Shares of movie theater owner AMC Entertainment fell 10% in morning trading after its biggest rival decided to close its theaters in response to disappointing box-office results and more postponed blockbusters.
The stoppage follows the Friday announcement that “No Time to Die,” the newest James Bond flick, will be pushed to an April 2021 release date. Cases in the U.S. have spiked, and the United Kingdom is seeing a resurgence as well.
In the U.K., the Odeon cinema chain, which is backed by AMC, is shuttering a quarter of its locations during the week and only operating those theaters on weekends.
Warner Brothers’ “Tenet” faltered at the domestic box office, while other studios have chosen to move their big movies to video on demand or streaming services in the U.S. Variety reported Saturday that there are rumblings that Disney’s “Soul,” produced by its Pixar animation studio, could be moved to its streaming service, Disney+.

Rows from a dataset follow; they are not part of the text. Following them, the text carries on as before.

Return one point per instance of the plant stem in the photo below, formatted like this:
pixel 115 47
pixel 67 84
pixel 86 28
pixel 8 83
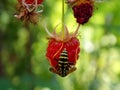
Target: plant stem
pixel 63 19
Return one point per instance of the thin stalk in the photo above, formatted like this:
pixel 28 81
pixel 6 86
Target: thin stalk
pixel 63 19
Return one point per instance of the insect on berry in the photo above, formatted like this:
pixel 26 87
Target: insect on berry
pixel 63 53
pixel 64 67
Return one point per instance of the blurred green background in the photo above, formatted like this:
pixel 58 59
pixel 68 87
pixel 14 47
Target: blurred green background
pixel 23 65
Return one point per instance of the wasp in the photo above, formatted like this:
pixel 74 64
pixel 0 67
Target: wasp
pixel 64 67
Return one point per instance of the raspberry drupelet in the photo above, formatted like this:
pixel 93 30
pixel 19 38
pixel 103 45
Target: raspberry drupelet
pixel 63 53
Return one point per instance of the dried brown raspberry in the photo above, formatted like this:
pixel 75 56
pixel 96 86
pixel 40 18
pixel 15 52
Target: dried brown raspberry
pixel 83 12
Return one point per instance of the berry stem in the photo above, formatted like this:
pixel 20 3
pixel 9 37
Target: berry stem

On the heels of the news, Loop Capital Markets revised its estimates for the domestic box office. Analyst Alan Gould wrote in note Monday that ticket sales are expected to plunge 85% in the fourth quarter, a much steeper decline that its prior forecast of sales down just 25%. The third-quarter box office is expected to drop by an additional 10% from the firm’s forecast, Gould said.
“We also question if the weakness will bleed into 2021,” he wrote.
On Friday, S&P Global Ratings lowered its issuer credit rating on AMC from CCC+ to CCC-, saying that the company’s cash burn could accelerate as it reopens venues. The ratings agency said that AMC could run out of liquidity in the next six months unless it raises additional capital or movie attendance levels substantially improve.
AMC’s stock, which has a market value of $460 million, has plunged 41% so far this year.